I’m obsessed with this image.
I shot it, but I didn’t know I’d shot it. Let me explain... It was June 2012… the wettest one on record, ever, and we were right in the middle of filming the Olympic Torch relay. 70 days. 70 films and a metric-pixel-tonne of footage from around the British Isles. But not on this day: whatever day it was, wherever it was, it was raining harder than I’ve ever seen it rain before. I was soaked to the core and, for perhaps the first time on the job, actually feeling a bit fed up.
So I chose not to shoot anything outside that morning, I thought we’d be able to get enough later that day when it as due to brighten up. Instead I ramped up the frame rate and the shutter speed on the camera, stuck it out of the back window and asked my colleague to speed through the towns en route. I had no idea what I was filming, or whether it would turn out but when it came to the evening edit I found an unexpected delight: a mesmerising, strange, slow-flow-snapshot of an entire belt of Midland towns and among it all… this frame. This... perfect frame.
Fibonacci Perfect...
Impressionist Perfect...
Britpop Perfect...
Breakthrough-Indie-Act-Of-The-Year-Perfect...
I don’t know where it was, I don’t know who they are, but it captures the exact moment before the two blokes on the right processed the fact that they were being filmed. It depicts that nanosecond between them seeing the camera and deciding how to react, what mask to wear. It is, in short, the most truthful moment that could possibly be obtained… before the performance: the light - or terror - in their eyes. It’s what Carl Bohem’s character was searching for in Peeping Tom: that moment of truth that he thought you only glimpsed seconds before someone’s imminent death.
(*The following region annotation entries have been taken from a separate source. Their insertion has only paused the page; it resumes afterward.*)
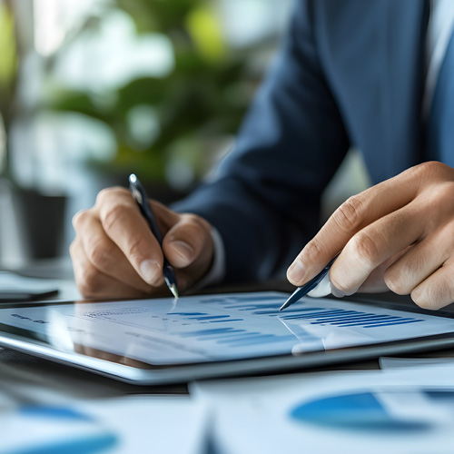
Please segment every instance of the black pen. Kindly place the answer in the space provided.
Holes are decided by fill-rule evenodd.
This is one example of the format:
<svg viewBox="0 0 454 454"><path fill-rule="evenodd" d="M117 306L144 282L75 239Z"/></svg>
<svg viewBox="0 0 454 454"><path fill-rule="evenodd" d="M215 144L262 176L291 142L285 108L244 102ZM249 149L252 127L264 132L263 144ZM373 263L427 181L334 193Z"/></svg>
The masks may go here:
<svg viewBox="0 0 454 454"><path fill-rule="evenodd" d="M304 285L298 287L298 289L291 293L290 298L281 306L280 311L283 311L289 306L291 306L291 304L301 300L303 296L306 296L311 290L315 289L321 280L330 272L330 269L331 268L332 263L334 263L334 261L338 258L338 255L336 255L336 257L334 257L334 259L332 259L330 263L328 263L328 265L326 265L325 268L323 268L323 270L317 274L317 276L312 278Z"/></svg>
<svg viewBox="0 0 454 454"><path fill-rule="evenodd" d="M148 203L148 196L146 195L145 190L134 173L131 173L131 175L129 175L129 189L131 190L131 193L133 194L135 202L137 202L137 204L139 205L142 215L145 218L148 225L150 226L150 230L158 241L161 249L163 249L163 234L159 230L152 207ZM165 255L163 273L164 275L165 283L167 284L167 287L169 287L172 294L175 298L178 298L175 272L173 271L172 265L167 262Z"/></svg>

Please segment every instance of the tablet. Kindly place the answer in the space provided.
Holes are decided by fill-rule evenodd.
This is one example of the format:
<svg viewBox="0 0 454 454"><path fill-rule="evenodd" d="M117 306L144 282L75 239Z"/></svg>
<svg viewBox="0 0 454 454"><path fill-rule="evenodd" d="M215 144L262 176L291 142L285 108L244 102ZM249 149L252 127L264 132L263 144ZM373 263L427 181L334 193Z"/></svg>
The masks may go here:
<svg viewBox="0 0 454 454"><path fill-rule="evenodd" d="M449 313L281 292L0 307L0 346L130 383L276 373L454 346Z"/></svg>

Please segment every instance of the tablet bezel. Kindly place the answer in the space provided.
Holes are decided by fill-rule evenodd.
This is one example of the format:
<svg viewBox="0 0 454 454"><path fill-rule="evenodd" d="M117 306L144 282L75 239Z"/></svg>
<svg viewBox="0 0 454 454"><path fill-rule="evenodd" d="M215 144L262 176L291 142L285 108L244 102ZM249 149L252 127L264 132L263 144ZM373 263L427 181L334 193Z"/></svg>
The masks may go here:
<svg viewBox="0 0 454 454"><path fill-rule="evenodd" d="M393 311L403 311L411 313L439 316L454 319L454 314L447 311L431 311L422 310L417 306L390 303L381 301L364 301L345 300L352 304L379 306ZM54 306L62 304L75 304L88 301L49 301L45 303L2 304L2 309L32 308ZM6 328L14 328L15 333L8 332ZM184 383L193 380L212 379L219 377L232 377L238 375L254 375L262 373L280 373L283 371L301 369L325 367L361 360L375 359L384 355L406 354L429 351L434 350L454 347L454 332L443 333L421 338L393 340L388 342L372 343L354 347L317 350L303 354L282 354L258 358L245 358L240 360L216 360L212 362L182 363L173 365L152 365L142 362L146 368L136 368L130 365L113 362L110 360L94 358L74 351L57 350L43 340L21 335L21 331L35 334L34 331L23 328L11 327L0 323L0 347L12 349L22 353L43 358L60 364L75 367L111 379L136 385L163 385L172 383ZM141 362L136 361L135 362Z"/></svg>

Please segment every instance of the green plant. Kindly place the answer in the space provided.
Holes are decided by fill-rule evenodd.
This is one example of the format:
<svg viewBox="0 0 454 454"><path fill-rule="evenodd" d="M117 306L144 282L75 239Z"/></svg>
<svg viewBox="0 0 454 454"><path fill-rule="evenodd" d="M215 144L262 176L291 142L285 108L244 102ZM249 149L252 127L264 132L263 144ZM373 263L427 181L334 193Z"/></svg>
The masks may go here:
<svg viewBox="0 0 454 454"><path fill-rule="evenodd" d="M205 1L117 0L115 7L133 17L137 34L154 32L170 40L173 69L163 77L135 78L102 95L60 89L48 105L111 128L117 150L113 161L97 163L104 171L140 169L142 178L165 183L169 163L180 160L202 176L210 143L236 132L249 103L245 56L229 50ZM131 127L132 116L141 113L153 114L158 123L148 143L138 141Z"/></svg>
<svg viewBox="0 0 454 454"><path fill-rule="evenodd" d="M15 118L18 45L11 2L0 1L0 173L9 174L8 131ZM3 132L2 132L3 129ZM3 150L2 150L3 148ZM3 156L1 155L3 152Z"/></svg>

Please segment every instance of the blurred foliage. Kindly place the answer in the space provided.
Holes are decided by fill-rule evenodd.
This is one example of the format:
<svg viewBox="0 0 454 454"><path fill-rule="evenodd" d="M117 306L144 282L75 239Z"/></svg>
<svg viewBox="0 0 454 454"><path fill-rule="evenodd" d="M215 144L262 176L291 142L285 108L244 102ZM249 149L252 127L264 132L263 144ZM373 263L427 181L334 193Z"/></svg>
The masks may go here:
<svg viewBox="0 0 454 454"><path fill-rule="evenodd" d="M159 33L171 42L173 70L163 77L138 77L114 93L74 90L54 94L52 108L76 112L107 124L117 143L104 171L140 169L143 179L165 181L169 161L206 171L209 143L233 134L250 99L245 55L229 51L219 18L202 0L116 0L133 19L138 35ZM128 122L137 107L150 107L158 122L152 143L138 143ZM151 125L152 127L152 125Z"/></svg>
<svg viewBox="0 0 454 454"><path fill-rule="evenodd" d="M0 120L7 131L14 114L18 55L14 15L6 1L0 2ZM0 156L0 171L7 172L7 155Z"/></svg>

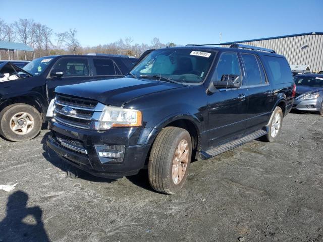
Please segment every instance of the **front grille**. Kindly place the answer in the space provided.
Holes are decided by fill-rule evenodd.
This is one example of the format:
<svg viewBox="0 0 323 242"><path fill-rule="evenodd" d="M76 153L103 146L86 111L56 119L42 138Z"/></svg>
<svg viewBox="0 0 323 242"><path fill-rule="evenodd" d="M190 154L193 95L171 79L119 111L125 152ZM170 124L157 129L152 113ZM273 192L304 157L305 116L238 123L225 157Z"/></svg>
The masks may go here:
<svg viewBox="0 0 323 242"><path fill-rule="evenodd" d="M55 105L58 122L87 129L95 127L104 107L97 101L61 94L56 95Z"/></svg>

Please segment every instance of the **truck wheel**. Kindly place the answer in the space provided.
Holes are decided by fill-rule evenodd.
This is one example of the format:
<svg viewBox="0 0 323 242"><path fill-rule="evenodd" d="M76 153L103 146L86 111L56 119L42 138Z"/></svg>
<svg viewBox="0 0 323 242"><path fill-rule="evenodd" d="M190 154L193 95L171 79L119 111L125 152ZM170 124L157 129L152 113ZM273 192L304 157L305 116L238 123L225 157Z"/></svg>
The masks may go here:
<svg viewBox="0 0 323 242"><path fill-rule="evenodd" d="M192 141L184 129L166 127L152 145L148 174L155 190L173 194L181 190L186 179L192 155Z"/></svg>
<svg viewBox="0 0 323 242"><path fill-rule="evenodd" d="M269 132L266 135L260 137L260 139L267 142L275 141L280 133L282 125L283 110L280 107L276 107L269 121Z"/></svg>
<svg viewBox="0 0 323 242"><path fill-rule="evenodd" d="M318 112L319 112L320 114L323 116L323 102L322 102L322 103L321 104L321 108L319 109L319 111L318 111Z"/></svg>
<svg viewBox="0 0 323 242"><path fill-rule="evenodd" d="M34 107L16 103L0 112L0 135L12 141L28 140L40 131L41 118Z"/></svg>

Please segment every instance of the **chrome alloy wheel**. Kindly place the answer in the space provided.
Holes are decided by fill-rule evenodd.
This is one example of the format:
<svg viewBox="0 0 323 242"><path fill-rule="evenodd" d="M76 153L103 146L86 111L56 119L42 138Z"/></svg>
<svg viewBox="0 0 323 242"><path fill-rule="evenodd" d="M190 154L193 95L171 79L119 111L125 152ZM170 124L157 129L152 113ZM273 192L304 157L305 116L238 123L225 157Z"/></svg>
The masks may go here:
<svg viewBox="0 0 323 242"><path fill-rule="evenodd" d="M20 112L16 113L10 119L10 129L15 133L23 135L28 134L34 128L35 121L28 112Z"/></svg>
<svg viewBox="0 0 323 242"><path fill-rule="evenodd" d="M277 134L278 134L279 129L281 128L281 121L282 117L281 116L281 114L279 112L276 113L273 117L272 127L271 127L271 135L273 138L276 137Z"/></svg>
<svg viewBox="0 0 323 242"><path fill-rule="evenodd" d="M179 184L185 174L189 154L188 144L186 140L182 140L178 144L173 160L172 177L175 185Z"/></svg>

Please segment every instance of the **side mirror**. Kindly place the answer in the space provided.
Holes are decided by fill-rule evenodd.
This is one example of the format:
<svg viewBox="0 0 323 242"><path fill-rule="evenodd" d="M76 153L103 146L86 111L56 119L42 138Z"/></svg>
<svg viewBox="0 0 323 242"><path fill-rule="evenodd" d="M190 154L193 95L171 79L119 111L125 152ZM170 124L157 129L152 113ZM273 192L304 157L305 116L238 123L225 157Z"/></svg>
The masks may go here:
<svg viewBox="0 0 323 242"><path fill-rule="evenodd" d="M241 86L241 80L238 75L223 75L221 80L213 81L213 85L218 89L239 88Z"/></svg>
<svg viewBox="0 0 323 242"><path fill-rule="evenodd" d="M50 77L52 78L60 78L63 77L64 73L60 69L53 69L50 72Z"/></svg>

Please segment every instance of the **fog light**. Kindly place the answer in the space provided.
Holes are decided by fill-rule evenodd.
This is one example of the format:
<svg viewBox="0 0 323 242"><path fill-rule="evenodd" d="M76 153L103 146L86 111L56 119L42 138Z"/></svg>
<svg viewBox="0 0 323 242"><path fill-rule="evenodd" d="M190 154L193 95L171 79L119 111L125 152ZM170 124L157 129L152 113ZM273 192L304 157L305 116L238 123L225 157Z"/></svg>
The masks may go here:
<svg viewBox="0 0 323 242"><path fill-rule="evenodd" d="M122 145L95 145L95 150L102 164L120 164L123 161L126 147Z"/></svg>
<svg viewBox="0 0 323 242"><path fill-rule="evenodd" d="M105 158L120 158L122 156L123 152L111 152L107 151L99 151L99 155L101 157Z"/></svg>

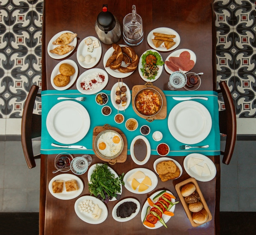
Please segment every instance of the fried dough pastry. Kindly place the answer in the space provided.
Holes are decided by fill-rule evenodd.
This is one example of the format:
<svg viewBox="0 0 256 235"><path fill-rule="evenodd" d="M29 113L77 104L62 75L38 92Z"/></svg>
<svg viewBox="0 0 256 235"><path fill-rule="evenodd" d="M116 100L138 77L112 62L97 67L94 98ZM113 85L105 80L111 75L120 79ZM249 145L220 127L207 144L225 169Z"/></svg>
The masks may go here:
<svg viewBox="0 0 256 235"><path fill-rule="evenodd" d="M67 45L70 43L77 36L76 33L64 33L61 34L52 44L54 45Z"/></svg>
<svg viewBox="0 0 256 235"><path fill-rule="evenodd" d="M74 48L74 47L70 45L62 45L59 46L53 50L50 50L51 53L57 54L60 55L62 55L68 53Z"/></svg>
<svg viewBox="0 0 256 235"><path fill-rule="evenodd" d="M61 64L59 68L60 73L62 75L70 77L75 73L75 69L72 65L64 63Z"/></svg>
<svg viewBox="0 0 256 235"><path fill-rule="evenodd" d="M62 74L58 74L53 79L53 82L57 86L65 86L68 84L70 78Z"/></svg>

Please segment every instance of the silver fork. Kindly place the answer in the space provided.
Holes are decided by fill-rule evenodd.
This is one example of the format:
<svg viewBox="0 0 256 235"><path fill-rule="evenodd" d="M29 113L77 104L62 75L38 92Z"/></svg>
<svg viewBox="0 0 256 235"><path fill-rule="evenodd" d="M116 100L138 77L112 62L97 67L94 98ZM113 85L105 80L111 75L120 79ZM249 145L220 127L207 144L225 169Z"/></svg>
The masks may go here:
<svg viewBox="0 0 256 235"><path fill-rule="evenodd" d="M180 149L189 149L191 148L201 148L202 149L207 149L209 147L209 146L204 145L203 146L189 146L189 145L181 145L180 146Z"/></svg>
<svg viewBox="0 0 256 235"><path fill-rule="evenodd" d="M57 100L76 100L78 101L84 101L85 97L77 97L77 98L68 98L67 97L58 97Z"/></svg>

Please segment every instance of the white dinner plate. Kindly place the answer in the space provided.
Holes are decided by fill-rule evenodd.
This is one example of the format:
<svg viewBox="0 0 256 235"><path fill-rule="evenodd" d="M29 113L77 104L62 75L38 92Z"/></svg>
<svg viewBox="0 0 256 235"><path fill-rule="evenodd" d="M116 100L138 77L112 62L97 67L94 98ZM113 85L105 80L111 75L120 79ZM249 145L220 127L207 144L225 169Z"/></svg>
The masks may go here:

Well Carl, it turns out you don't need to strap an enormous spike to your camera and go around murdering people to find it; you just need to stick it out the back window of a Skoda and speed through the streets on a rainy day.
But it's not ONLY their expressions, it's everything else: the man obscuring his face with an iPad works as a perfect metaphor for how technology has replaced our identity, the dominant St. George's cross relegates the discarded Union Jack in a prophetic nod to the impending referendum on Scottish independence (I mean, the DETAIL). Oh and the rest: the sad, damp wig, the carefully-chosen stances (the umbrella man in Hitchcock profile), the red brick, the rain, the INDIVIDUAL DROPS of rain… I could go on. But I won't, I'll just redesign the English flag instead...
But looking at it again, after nearly four years, my eye is drawn to the iPad and I’m struck with a strange afterthought...
Somewhere, on some hard drive, in some house near some B-road through some redbrick town in the middle of England is a digital photograph of a soggy, grumpy director leaning out of a car window, totally unaware that he is, at that exact moment, filming the most perfect thing that has ever been filmed. And he can take absolutely no credit for it at all.